By the way, the areas that are still inflating, medical being one of the main ones, is due to monopolies and government intervention. Nevertheless, the longer these entities remain in place, the more powerful their destruction when technology does eventually break through.

Inflation by definition is an expansion in the money supply. Its effect on prices is not simultaneous nor proportionate, but works its way through the economy over time. Nonetheless it redistributes property from the early receivers to the late receivers.

There is simply no need for a central bank to expand the supply of money. There is no "threat of deflation", as mainstream economic phobia teaches. Ideally, all prices are falling as the amount of goods and services provided outpaces the production of money. This is virtually impossible under an inflationist central bank.

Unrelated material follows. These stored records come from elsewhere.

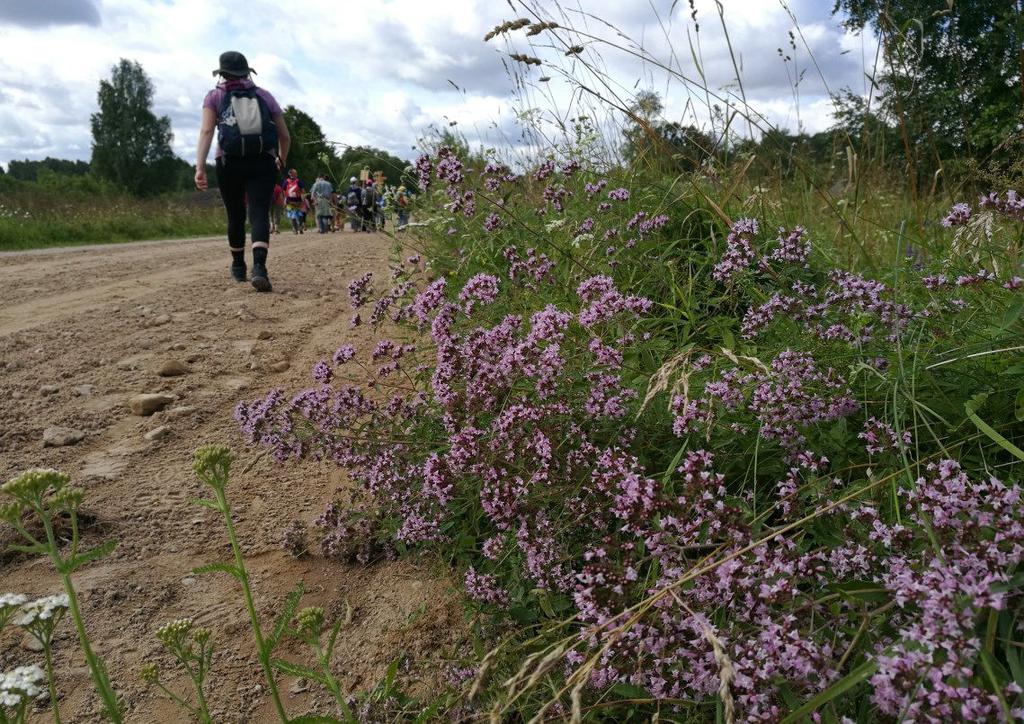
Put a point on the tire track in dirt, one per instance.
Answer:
(108, 317)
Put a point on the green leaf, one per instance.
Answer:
(28, 549)
(838, 688)
(219, 568)
(997, 677)
(297, 670)
(99, 551)
(629, 691)
(287, 613)
(523, 614)
(428, 714)
(1013, 313)
(998, 439)
(1012, 585)
(862, 591)
(392, 672)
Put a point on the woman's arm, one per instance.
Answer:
(203, 148)
(284, 139)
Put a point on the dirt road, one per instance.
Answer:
(84, 330)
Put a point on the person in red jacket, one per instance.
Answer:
(276, 208)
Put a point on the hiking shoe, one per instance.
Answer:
(261, 283)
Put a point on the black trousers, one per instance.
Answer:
(252, 178)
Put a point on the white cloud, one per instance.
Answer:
(378, 74)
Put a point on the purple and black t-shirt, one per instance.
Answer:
(215, 97)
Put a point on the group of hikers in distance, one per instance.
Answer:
(365, 206)
(251, 153)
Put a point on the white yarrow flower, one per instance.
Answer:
(43, 608)
(20, 684)
(12, 600)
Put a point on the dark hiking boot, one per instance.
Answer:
(261, 283)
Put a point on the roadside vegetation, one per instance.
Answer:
(710, 428)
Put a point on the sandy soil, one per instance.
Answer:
(96, 324)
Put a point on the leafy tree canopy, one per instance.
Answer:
(953, 70)
(127, 137)
(310, 152)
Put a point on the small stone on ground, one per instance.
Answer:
(144, 405)
(57, 436)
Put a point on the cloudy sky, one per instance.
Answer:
(380, 73)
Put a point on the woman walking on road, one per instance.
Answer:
(252, 145)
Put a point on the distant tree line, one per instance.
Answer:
(946, 109)
(131, 147)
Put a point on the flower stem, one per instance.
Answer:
(332, 684)
(261, 650)
(96, 668)
(51, 680)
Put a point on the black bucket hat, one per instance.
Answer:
(233, 64)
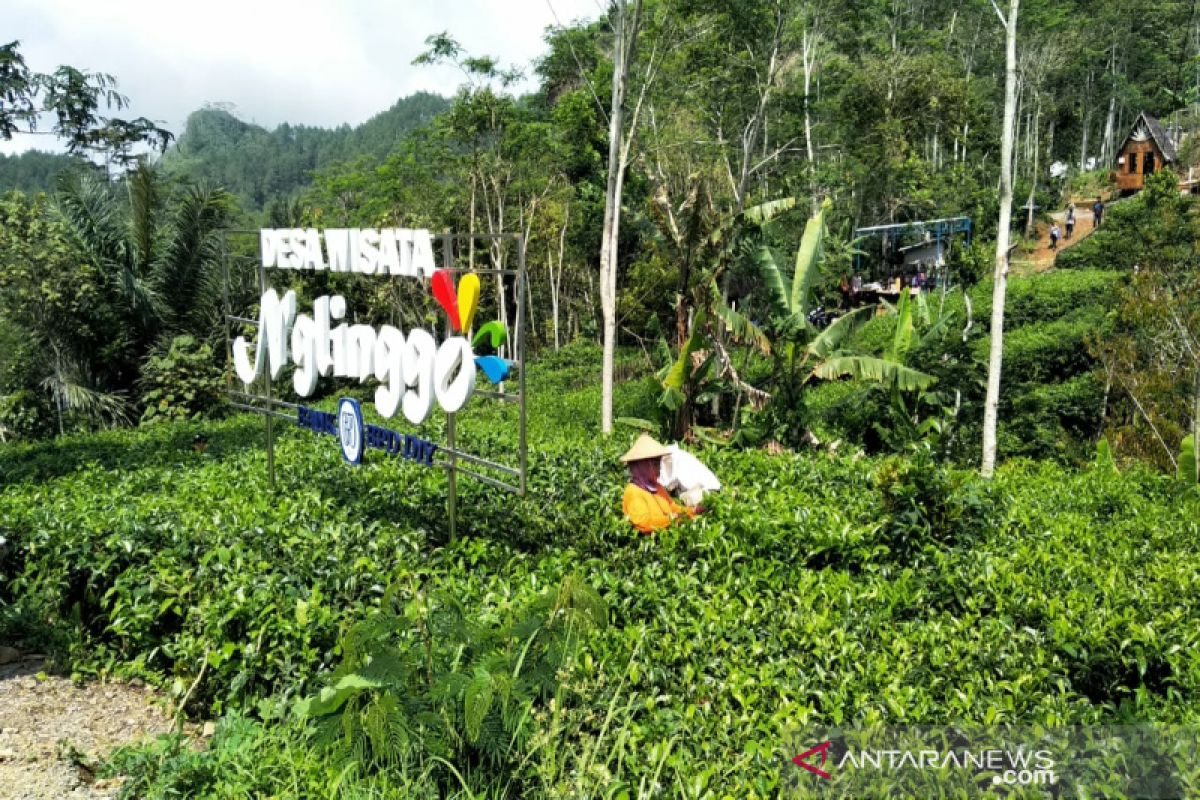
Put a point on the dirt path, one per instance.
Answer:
(1042, 258)
(43, 716)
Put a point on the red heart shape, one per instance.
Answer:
(447, 298)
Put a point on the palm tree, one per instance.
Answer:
(156, 253)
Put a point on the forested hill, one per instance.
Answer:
(33, 172)
(257, 164)
(246, 158)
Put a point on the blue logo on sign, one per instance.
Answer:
(349, 429)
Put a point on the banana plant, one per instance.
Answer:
(703, 359)
(887, 370)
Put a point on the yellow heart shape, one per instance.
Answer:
(468, 300)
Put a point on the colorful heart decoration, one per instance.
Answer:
(495, 367)
(443, 292)
(468, 299)
(492, 332)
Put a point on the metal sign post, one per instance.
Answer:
(509, 477)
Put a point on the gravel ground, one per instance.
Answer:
(39, 714)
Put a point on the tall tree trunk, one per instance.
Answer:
(1087, 121)
(611, 232)
(556, 280)
(1033, 175)
(1108, 145)
(995, 356)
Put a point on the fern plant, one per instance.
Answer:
(426, 684)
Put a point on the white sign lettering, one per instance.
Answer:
(366, 251)
(413, 371)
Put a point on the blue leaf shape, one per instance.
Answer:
(495, 367)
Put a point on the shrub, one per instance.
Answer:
(181, 382)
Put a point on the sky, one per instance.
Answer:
(303, 61)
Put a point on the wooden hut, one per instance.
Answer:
(1146, 150)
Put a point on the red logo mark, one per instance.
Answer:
(823, 751)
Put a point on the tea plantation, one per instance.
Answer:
(552, 653)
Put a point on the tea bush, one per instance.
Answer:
(834, 590)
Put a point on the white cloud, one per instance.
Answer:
(303, 61)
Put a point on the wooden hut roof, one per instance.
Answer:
(1147, 127)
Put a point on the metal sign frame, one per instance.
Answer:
(504, 476)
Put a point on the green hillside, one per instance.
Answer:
(258, 164)
(33, 170)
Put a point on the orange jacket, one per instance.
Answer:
(651, 512)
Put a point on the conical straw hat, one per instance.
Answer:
(645, 447)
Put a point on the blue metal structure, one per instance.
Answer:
(927, 229)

Without it, you would see the economy collapse along with prices.

To the contrary: their policies are the precise cause of the business cycle, which assures that there's another one coming in the future. It would be best for the central bank to stop inflating immediately.

And besides, prices (of assets) are rising. Stocks, bonds, housing, etc., have all risen greatly. The state's policies, whether inflation or taxation, affect relative growth and progress. They mean decline.

Are you suggesting that since tech prices are falling that this is "bad" for the economy, and that the government isn't inflating enough?